When she began her run for congress in the 14th congressional district, Alexandria Ocasio-Cortez was working as a bartender and waitress in Manhattan. She had worked as an organizer on Bernie Sanders’s 2016 run, and, after taking a road trip through places like Flint, Michigan and the Standing Rock reservation, she decided to run against the ten-term incumbent, Mike Crowley, in her district. Having run unopposed in the primary since 2004, Crowley was caught flat-footed—he didn’t even show up to their primary debate—and AOC, as she is now known, successfully painted Crowley as a complacent and out-of-touch. In June of 2018, Ocasio-Cortez beat Crowley by almost 15 percentage points in a landslide victory that the New York Times predicted would “reverberate across the party and the country.”

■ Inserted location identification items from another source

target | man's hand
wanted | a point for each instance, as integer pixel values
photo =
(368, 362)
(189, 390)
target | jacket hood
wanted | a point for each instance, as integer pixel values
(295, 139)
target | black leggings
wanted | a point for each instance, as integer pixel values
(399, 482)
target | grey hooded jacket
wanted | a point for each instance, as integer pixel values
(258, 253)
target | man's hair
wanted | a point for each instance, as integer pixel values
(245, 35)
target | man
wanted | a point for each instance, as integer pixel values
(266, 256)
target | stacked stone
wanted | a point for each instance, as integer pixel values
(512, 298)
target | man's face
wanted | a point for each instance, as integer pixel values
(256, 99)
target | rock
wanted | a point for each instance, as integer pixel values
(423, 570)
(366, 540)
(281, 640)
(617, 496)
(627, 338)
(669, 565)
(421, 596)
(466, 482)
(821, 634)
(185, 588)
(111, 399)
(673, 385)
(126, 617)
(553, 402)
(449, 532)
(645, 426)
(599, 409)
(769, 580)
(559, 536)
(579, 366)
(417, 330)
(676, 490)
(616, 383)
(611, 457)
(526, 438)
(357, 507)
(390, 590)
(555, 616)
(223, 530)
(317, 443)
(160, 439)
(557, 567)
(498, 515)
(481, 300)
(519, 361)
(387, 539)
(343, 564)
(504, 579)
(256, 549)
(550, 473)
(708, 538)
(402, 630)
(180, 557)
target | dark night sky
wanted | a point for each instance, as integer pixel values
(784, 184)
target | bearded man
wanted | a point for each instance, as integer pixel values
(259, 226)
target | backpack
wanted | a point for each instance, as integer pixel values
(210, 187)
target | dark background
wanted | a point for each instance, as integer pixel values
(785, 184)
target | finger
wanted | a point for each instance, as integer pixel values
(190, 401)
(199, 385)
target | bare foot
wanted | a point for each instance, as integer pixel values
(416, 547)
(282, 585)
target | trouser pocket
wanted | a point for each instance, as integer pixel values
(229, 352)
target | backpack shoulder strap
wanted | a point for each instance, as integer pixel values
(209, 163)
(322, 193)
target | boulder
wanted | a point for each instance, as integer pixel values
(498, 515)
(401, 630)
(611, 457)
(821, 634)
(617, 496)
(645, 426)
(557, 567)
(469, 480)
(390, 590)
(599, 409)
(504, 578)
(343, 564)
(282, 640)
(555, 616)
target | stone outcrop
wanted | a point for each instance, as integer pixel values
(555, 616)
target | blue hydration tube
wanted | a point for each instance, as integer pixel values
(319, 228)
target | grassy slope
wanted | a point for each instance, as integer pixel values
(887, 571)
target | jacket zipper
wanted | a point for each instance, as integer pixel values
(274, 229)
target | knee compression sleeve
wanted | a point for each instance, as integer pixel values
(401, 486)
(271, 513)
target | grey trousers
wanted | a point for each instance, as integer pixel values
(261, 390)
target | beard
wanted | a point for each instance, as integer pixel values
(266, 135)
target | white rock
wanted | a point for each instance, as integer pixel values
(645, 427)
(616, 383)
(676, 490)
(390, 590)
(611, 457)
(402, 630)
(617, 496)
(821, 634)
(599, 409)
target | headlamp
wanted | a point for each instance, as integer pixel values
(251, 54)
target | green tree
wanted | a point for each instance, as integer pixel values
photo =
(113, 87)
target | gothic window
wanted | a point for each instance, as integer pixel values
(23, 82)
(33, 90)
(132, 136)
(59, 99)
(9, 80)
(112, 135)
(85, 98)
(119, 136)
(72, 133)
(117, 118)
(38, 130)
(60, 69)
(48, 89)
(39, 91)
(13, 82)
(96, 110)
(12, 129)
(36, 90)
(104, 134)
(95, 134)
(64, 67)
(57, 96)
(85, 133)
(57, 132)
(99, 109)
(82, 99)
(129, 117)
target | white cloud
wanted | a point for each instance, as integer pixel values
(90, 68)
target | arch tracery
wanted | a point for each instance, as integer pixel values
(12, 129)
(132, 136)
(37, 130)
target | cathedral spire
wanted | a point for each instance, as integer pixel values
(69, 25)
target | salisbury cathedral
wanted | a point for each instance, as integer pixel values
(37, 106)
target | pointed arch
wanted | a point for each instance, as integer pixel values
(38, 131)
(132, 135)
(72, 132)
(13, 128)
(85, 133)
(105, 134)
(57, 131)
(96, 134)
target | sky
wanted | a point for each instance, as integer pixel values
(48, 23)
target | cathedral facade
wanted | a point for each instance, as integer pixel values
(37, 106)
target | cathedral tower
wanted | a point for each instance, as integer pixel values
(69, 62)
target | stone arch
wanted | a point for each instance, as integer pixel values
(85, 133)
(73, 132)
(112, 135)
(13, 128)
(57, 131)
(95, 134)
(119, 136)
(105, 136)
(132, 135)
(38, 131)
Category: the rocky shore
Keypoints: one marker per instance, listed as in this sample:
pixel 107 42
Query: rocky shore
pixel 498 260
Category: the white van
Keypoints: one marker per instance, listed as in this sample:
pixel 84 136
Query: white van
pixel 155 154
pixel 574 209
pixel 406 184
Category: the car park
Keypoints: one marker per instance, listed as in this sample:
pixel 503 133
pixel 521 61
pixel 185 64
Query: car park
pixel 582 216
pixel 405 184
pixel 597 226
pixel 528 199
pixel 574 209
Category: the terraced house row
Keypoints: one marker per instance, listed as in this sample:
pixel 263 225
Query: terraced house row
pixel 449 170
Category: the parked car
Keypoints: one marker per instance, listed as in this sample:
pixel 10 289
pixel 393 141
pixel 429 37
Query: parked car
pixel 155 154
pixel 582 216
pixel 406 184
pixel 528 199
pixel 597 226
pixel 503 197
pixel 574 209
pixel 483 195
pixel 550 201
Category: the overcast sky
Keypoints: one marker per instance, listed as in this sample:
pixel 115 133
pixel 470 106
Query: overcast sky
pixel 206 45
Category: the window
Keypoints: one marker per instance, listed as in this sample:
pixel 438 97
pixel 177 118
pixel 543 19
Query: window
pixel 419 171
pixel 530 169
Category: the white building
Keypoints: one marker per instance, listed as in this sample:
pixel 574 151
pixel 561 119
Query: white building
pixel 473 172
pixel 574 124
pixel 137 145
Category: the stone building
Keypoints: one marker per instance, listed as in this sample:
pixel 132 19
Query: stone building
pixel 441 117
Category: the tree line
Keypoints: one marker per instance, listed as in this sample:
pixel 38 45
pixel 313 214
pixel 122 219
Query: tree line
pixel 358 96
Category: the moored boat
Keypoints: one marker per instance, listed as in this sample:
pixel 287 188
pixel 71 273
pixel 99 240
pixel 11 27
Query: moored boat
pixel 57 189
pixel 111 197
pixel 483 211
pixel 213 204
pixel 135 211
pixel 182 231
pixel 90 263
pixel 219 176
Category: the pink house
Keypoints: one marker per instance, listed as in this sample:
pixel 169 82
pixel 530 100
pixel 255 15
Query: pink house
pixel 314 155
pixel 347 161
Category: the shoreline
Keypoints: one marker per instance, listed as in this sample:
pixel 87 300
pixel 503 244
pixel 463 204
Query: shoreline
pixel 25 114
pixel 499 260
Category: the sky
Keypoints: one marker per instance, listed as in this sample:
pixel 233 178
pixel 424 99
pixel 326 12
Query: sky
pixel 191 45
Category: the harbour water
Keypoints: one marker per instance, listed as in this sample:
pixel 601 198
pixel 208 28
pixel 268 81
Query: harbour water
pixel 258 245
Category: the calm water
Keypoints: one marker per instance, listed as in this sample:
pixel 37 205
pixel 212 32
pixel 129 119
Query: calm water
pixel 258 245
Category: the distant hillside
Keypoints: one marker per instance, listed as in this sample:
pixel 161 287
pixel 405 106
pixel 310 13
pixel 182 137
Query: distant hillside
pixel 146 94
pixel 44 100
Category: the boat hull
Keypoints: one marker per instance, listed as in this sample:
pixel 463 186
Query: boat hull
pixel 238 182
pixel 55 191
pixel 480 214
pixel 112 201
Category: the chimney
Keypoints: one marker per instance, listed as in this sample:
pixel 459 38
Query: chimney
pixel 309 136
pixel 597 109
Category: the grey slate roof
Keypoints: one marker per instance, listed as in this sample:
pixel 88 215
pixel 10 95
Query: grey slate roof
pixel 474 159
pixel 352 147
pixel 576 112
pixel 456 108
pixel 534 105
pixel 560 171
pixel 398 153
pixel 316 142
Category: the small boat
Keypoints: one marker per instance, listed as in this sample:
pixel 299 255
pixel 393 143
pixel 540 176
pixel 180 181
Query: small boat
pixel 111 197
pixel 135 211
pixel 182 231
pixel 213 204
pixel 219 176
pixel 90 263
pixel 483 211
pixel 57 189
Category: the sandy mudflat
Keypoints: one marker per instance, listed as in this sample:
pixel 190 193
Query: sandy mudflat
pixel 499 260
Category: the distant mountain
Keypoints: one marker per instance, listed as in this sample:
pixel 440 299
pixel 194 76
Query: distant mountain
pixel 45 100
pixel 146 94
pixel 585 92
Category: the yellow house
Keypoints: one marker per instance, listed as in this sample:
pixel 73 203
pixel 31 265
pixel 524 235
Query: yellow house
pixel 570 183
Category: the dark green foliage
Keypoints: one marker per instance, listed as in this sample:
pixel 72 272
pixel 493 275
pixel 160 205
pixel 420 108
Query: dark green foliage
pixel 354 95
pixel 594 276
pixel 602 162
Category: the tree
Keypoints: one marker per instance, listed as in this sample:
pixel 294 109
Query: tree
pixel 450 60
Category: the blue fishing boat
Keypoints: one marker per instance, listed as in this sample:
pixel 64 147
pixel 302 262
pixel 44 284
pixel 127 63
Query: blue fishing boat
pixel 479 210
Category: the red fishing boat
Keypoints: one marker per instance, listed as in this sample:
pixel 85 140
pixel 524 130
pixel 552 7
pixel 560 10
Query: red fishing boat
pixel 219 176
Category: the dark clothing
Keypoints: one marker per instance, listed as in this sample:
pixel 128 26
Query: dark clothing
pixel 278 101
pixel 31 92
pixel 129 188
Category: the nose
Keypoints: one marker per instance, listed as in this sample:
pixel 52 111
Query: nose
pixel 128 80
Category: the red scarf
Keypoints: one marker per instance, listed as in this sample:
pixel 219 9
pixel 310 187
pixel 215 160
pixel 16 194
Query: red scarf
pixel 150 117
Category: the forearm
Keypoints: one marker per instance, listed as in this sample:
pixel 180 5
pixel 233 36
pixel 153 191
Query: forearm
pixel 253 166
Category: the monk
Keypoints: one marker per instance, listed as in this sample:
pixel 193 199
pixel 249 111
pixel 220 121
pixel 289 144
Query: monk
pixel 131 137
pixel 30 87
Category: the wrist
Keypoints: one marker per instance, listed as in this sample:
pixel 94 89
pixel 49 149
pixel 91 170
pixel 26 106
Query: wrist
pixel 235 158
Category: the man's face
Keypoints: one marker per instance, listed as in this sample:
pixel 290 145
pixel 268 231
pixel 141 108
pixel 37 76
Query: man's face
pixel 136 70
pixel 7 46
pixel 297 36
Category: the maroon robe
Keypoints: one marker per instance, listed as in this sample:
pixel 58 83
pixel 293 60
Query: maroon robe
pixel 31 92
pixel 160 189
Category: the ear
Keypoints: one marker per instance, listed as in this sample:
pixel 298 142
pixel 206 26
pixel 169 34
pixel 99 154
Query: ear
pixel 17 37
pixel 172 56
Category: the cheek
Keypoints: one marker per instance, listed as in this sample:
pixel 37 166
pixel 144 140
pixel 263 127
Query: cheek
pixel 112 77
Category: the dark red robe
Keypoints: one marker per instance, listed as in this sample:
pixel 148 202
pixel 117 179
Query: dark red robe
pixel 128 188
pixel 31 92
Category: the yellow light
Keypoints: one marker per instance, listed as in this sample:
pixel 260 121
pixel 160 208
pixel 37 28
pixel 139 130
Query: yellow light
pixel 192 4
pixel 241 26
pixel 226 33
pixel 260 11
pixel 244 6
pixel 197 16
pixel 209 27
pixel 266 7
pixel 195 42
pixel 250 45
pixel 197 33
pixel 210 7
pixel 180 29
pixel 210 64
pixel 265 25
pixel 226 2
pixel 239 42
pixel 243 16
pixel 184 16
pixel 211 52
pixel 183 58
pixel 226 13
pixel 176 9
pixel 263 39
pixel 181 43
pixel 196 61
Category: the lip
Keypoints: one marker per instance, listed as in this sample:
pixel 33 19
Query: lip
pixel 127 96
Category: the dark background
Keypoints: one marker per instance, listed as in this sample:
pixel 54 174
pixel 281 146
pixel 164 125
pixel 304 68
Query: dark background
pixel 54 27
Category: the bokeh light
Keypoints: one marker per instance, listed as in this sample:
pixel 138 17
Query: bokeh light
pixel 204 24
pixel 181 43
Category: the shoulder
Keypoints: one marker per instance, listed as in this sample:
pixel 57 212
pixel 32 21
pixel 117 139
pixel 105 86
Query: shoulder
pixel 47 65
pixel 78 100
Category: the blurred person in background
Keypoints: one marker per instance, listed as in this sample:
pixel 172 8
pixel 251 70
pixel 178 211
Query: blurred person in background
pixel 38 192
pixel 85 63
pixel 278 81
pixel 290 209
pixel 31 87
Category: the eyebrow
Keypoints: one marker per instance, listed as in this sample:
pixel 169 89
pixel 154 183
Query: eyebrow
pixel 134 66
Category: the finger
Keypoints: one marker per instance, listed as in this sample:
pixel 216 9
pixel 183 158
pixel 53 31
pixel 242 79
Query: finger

AOC’s stature as a political figure has only grown since then, as has her platform of Democratic Socialism. If Bernie Sanders introduced the ideology of democratic socialism to the American people, AOC has made it mainstream. In quick succession, she has brought once-unthinkable propositions to the table: she has championed the Green New Deal, a sweeping package designed to curb American’s carbon emissions while creating thousands of new jobs; she has proposed a 70% marginal tax rate for those making more than $10 million dollars per year; and she opposed the construction of Amazon’s much-discussed “HQ2” near her congressional district, leading a chorus of voices that may have contributed to Amazon’s decision to scrap the plans.

These bold moves have certainly won AOC many supporters, but they have also made her the target of breathless criticism. Critics on the right have seized upon AOC’s idealism as naïve and dangerous. Many on the left, too, view her as too disruptive a force within the Democratic party. Former Governor Ed Rendell recently stated that “AOC does not speak for the democratic party,” and that people like her will decrease the likelihood that a Democrat will defeat President Trump in the 2020 election. People like Rendell believe that the Democrats should occupy the safe territory of criticizing President Trump and winning back the moderate voters who voted for Trump believing that he could deliver some change in Washington.

While there may be a logic to that sort of thinking, AOC’s power lies in her ability to tell a story that makes sense to voters, rather than just trying to cobble together enough votes to win elections. For AOC and her supporters, the status quo has become so perilous—fast-approaching climate catastrophe, precipitous wealth disparity, a disappearing middle class—that fundamental shifts must be made in the way we operate. For too long, the democratic party has overdelivered inspiring rhetoric while underdelivering policy that will improve their constituents’ lives. Unlike the vague promises of “change”, AOC speaks to concrete, if historically ambitious, policy proposals.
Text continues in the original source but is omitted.